100 years young and going strong
Arion Singing Society celebrates its deep German roots
It's not like the old days at the Arion Singing Society.
The soccer club is no more. The dance school has dissipated.
Yet the club is living on in New Milford and enthusiastically celebrating its 100th anniversary.
"The young people are so busy. Today many marry outside of the German culture," said society president Karla Roder, a Kent resident and society member since the 1980s.
"They have been Americanized from childhood," she said.
Still, when it is Oktoberfest in September, "everybody comes" to the New Milford club house, she said. Last Labor Day's weekend crowd was estimated at 3,500.
Revelers of German descent and those being German for the day come to enjoy bratwurst, German beer and German song.
German language students from New Milford High School help the society to prepare for the event and the society reciprocates with an annual scholarship to an outstanding student from the school.
"Some study because their grandparents came from Germany," Mrs. Roder said. "Others plan to study engineering in college.
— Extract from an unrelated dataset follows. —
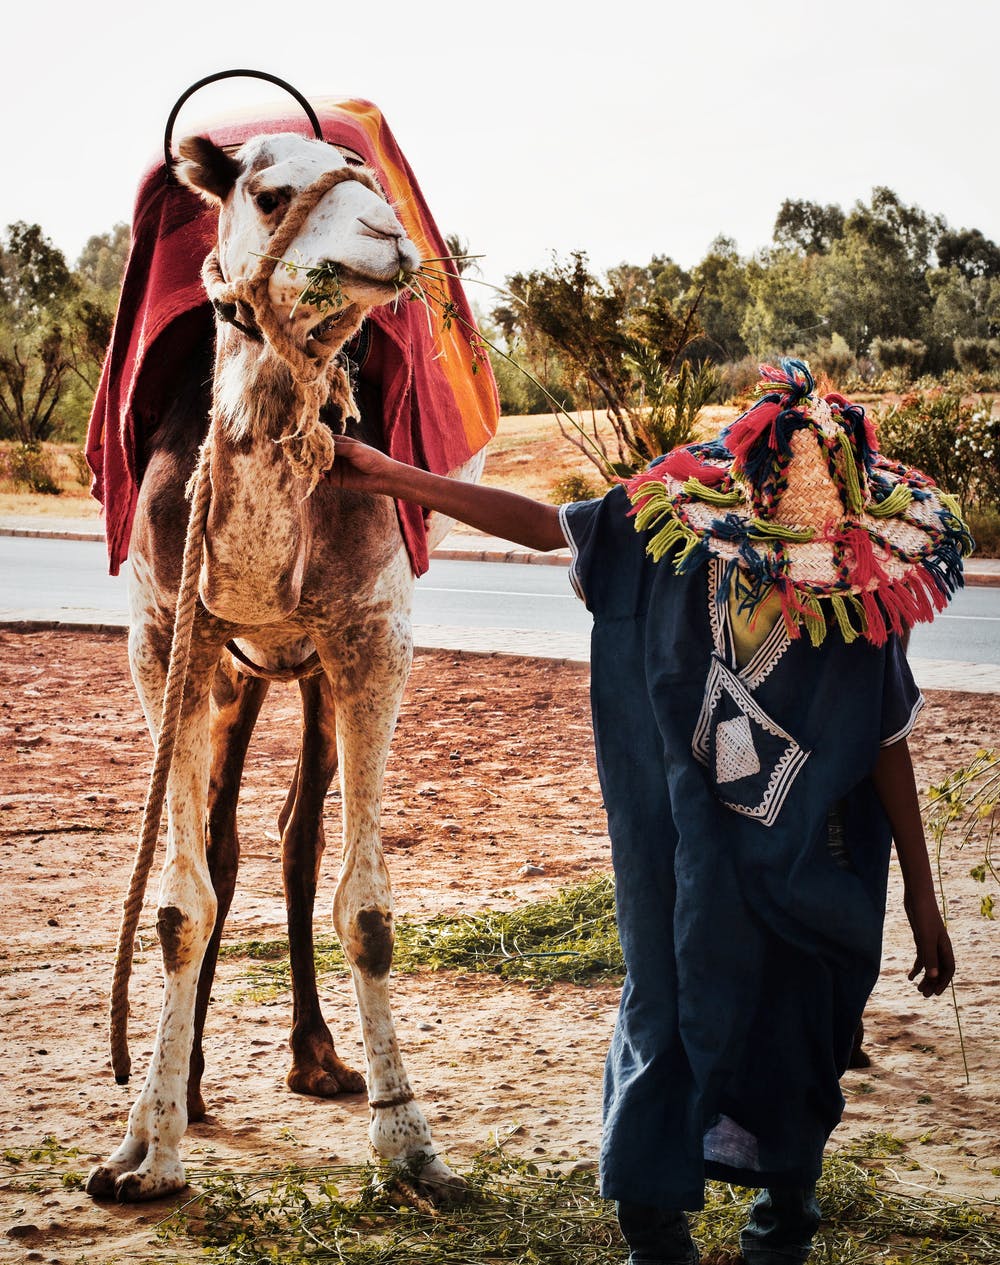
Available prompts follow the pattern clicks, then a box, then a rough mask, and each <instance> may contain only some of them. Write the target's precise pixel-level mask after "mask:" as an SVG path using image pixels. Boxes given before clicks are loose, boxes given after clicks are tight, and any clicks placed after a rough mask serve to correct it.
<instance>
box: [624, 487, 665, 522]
mask: <svg viewBox="0 0 1000 1265" xmlns="http://www.w3.org/2000/svg"><path fill="white" fill-rule="evenodd" d="M643 497H645V498H646V503H645V505H643V506H642V509H641V510H638V511H637V514H636V517H635V528H636V531H645V530H646V529H647V528H651V526H652V524H654V522H656V520H657V519H659V517H660V516H661V515H662V514H669V512H670V511H671V510H673V509H674V505H673V502H671V500H670V497H669V496H668V493H666V488H665V487H664V484H662V483H643V484H642V487H640V488H638V490H637V491H636V492H635V493H633V495H632V497H631V500H632V505H638V502H640V501H641V500H643Z"/></svg>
German is the language of that field."
For the society's 147 members, the Arion Singing Society is a home away from home -- a place to foster their parents' and grandparents' national heritage and keep it alive.
This month, for the 100th anniversary, a concert, dinner and dance will take place Sunday at the Amber Room Colonnade in Danbury.
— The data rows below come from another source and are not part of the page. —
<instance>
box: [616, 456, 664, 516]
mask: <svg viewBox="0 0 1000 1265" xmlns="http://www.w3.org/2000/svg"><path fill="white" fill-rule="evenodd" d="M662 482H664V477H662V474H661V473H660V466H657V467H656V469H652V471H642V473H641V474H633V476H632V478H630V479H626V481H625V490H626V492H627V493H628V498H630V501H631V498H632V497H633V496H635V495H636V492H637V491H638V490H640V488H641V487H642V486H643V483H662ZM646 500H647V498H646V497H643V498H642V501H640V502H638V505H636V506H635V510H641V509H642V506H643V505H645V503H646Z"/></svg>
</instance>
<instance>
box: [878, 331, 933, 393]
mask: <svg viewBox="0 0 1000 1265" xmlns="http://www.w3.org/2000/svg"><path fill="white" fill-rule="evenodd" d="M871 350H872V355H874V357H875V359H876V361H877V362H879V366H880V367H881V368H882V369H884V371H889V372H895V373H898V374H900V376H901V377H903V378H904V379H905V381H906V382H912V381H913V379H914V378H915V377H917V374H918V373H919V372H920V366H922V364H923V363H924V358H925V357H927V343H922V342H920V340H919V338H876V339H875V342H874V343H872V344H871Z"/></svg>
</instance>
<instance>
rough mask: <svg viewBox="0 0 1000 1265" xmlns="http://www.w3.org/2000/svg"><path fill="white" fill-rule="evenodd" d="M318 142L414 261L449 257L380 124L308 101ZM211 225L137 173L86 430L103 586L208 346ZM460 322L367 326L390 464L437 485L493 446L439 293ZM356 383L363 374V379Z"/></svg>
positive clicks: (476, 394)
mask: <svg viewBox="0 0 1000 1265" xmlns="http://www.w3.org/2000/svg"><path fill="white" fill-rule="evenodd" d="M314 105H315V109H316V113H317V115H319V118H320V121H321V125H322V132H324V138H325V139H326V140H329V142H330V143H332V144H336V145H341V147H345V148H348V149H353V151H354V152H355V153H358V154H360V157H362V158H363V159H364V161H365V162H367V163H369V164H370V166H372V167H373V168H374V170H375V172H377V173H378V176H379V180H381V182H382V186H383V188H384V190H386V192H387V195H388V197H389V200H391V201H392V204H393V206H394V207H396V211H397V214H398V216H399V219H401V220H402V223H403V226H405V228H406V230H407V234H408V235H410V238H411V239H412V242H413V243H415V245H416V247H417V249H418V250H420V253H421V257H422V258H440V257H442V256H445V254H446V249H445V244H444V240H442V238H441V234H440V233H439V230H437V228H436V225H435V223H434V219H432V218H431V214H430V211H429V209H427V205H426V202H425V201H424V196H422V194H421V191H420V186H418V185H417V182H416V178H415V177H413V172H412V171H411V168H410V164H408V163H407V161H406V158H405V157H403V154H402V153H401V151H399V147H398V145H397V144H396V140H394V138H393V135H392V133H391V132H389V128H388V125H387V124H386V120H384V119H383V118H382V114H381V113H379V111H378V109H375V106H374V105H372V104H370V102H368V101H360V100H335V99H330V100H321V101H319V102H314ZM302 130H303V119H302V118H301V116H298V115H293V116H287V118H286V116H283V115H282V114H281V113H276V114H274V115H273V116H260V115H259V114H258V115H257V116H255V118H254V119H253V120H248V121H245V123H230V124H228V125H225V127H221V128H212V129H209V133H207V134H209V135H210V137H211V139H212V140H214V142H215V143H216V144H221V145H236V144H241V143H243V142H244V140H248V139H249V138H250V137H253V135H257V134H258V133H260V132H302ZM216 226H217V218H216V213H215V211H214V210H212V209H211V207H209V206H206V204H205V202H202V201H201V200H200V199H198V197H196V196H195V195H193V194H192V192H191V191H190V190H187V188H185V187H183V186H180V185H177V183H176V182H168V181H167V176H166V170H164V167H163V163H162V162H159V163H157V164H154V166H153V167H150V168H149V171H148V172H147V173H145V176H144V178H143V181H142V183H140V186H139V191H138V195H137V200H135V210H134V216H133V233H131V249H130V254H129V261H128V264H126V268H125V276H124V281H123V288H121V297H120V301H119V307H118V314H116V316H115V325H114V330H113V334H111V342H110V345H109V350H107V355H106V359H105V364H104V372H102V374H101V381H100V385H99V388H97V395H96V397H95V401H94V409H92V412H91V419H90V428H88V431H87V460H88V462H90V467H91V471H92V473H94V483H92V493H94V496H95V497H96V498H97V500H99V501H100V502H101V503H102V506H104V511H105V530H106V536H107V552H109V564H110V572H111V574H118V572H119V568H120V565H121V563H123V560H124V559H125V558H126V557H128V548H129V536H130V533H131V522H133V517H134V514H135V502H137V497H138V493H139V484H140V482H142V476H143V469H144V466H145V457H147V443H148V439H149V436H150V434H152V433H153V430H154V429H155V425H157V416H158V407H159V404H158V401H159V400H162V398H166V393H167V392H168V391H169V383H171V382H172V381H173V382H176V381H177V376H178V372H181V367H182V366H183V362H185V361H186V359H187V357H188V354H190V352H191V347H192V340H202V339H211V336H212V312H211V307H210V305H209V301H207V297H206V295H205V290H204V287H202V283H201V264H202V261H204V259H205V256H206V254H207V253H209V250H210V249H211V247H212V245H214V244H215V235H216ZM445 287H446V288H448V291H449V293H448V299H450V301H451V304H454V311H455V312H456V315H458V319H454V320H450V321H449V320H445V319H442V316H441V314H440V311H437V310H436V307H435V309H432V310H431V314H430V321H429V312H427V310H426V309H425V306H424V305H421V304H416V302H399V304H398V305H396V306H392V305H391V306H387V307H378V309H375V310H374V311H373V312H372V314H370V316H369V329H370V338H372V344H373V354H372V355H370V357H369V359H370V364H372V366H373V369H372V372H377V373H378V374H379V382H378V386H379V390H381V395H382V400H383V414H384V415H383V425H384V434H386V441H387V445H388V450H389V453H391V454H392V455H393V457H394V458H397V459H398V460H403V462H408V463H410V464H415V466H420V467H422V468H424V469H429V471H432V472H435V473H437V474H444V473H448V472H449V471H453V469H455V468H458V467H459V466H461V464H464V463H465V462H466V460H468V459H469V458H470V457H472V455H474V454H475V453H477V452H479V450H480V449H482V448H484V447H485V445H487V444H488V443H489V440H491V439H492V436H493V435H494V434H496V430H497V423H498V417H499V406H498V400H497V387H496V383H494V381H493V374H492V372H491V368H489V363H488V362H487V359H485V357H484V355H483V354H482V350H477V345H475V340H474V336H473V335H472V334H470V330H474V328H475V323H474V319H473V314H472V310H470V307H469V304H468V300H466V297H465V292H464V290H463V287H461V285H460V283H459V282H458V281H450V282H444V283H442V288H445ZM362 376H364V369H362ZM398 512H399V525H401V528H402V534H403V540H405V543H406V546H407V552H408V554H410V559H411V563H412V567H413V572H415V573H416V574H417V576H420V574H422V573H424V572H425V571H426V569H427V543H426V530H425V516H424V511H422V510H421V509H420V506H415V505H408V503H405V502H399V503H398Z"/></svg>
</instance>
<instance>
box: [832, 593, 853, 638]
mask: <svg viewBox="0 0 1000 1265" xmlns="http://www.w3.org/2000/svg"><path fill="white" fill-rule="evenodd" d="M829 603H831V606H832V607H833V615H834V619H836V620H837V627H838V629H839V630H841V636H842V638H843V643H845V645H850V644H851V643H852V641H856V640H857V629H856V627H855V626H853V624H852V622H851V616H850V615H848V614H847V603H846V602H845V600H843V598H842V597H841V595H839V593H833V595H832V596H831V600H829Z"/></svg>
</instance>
There was a time when society membership grew past 400. The local society became one of 15 clubs in the Connecticut Saengerbund, the German American Singing Societies of New England -- a place it still holds.
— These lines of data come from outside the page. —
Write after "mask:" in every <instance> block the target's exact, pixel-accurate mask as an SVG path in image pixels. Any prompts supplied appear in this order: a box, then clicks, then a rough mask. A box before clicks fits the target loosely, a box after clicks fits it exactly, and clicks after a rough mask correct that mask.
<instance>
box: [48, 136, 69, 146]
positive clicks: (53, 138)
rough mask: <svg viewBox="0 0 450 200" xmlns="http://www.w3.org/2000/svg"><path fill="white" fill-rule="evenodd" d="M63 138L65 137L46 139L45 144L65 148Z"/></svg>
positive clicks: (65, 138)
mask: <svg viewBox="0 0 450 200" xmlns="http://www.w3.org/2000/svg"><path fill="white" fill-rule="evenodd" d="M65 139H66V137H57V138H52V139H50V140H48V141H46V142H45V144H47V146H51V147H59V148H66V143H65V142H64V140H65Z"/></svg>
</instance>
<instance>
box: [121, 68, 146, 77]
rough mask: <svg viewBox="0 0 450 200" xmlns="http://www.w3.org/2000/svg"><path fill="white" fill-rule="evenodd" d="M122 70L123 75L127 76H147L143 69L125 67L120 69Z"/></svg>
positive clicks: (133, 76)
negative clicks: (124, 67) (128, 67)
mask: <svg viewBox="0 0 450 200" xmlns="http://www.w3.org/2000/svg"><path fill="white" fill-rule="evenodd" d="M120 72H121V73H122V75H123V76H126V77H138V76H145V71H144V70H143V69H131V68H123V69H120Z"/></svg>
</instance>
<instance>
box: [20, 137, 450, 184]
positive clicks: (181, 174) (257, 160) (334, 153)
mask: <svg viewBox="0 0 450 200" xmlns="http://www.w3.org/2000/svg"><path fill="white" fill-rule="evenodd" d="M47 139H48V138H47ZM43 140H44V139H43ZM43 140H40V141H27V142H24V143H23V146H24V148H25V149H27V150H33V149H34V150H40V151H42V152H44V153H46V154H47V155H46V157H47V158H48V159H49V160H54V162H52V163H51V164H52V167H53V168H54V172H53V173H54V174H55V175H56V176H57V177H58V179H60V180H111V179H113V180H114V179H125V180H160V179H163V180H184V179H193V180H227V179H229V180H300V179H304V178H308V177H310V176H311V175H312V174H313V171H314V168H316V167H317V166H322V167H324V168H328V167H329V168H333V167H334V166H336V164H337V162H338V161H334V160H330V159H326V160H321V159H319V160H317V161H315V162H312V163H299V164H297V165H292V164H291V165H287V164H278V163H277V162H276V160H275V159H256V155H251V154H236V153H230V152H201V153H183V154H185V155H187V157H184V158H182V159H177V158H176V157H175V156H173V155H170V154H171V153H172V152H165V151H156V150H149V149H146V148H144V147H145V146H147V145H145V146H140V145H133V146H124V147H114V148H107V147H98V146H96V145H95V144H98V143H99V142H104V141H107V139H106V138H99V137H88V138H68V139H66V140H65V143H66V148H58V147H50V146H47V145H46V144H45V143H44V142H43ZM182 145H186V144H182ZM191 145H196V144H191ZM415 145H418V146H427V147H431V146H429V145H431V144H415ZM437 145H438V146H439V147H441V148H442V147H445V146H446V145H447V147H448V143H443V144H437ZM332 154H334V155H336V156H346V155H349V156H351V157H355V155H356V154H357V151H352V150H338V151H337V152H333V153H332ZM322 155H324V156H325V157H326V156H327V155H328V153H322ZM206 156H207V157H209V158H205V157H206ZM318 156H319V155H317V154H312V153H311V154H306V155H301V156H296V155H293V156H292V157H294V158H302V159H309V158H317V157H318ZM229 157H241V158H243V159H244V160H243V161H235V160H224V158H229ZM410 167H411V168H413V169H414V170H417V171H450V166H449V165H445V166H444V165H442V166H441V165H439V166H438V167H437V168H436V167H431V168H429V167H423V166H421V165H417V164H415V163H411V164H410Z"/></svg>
"I remember coming to the dances as a teenager on Crosby Street in Danbury," she said. "My parents always belonged. It's a tradition in my family."
The society was formed in 1911 when a group of German immigrants started a male chorus at the Concordia Society in Danbury.
Most of the men had belonged to similar groups in the "Vaterland."
The society had many homes from 1911 to 1985 in Danbury. That year, it moved to its present location on 411 Danbury Road in New Milford.
Its website has meticulous documentation of the society's history, in a web design by Ms. Komlo.
"Ernestine Dillon and Helga Kerler read old Suetterlin (German) script in ledgers going back to the formation of the society," Mrs. Roder said. "Ernestine had a masters in German literature and could read the old script easily."
Mrs. Kerler joined in 1979 -- two years after women were allowed to become members.
She immigrated from Germany in 1955 and belonged to German societies there and in Long Island before moving to the Sandy Hook district of Newtown.
"Women were always allowed to take part and work," Mrs. Kerler said. "The men couldn't have done all they did without the women."
Lilo Pap-Nemes, of Danbury, knows that for a fact. She immigrated from Germany in March 1957 and, by September of that year, was attending society functions.
"I came because I was homesick," Mrs. Pap-Nemes said. "I was 21 and you need to do something when you're young. I had always belonged to clubs in Germany."
Arion choruses have won numerous trophies since the initial one was earned in 1914.
The ladies' chorus came in 1942 and a children's chorus was formed in the 1960s. Today there is one chorus with 38 singers.
Society vice president Gunther Bohnsack and his wife, Herta, have sung in the chorus since the 1970s.
"We've lived in Sherman since 1973," said Mr. Bohnsack, who immigrated from German in 1951. "I was told to show up at the society to sing one Wednesday and have been coming ever since."
"It's a nice connection to the German culture," he added. "The chorus practices together, but when we go to competitions, the women sing and the men sing separately."
Starting in 1992, the first Christkindl Markt was held with "Christmas gifts made by German hands," Mrs. Kerler noted.
"When we have functions at the club house, we serve traditional German dishes," Mrs. Roder said.
"For the Christkindl Markt, we used to bake stolen and traditional cookies," she recalled. "Ten or 15 people would be cooking for two days. The coffee pot was always on."
The older bakers are no longer able to participate, so baking homemade stolen, like other traditions, has gone by the wayside, Mrs. Roder siad,
"The young people are so busy. Today many marry outside of the German culture. They have been Americanized from childhood."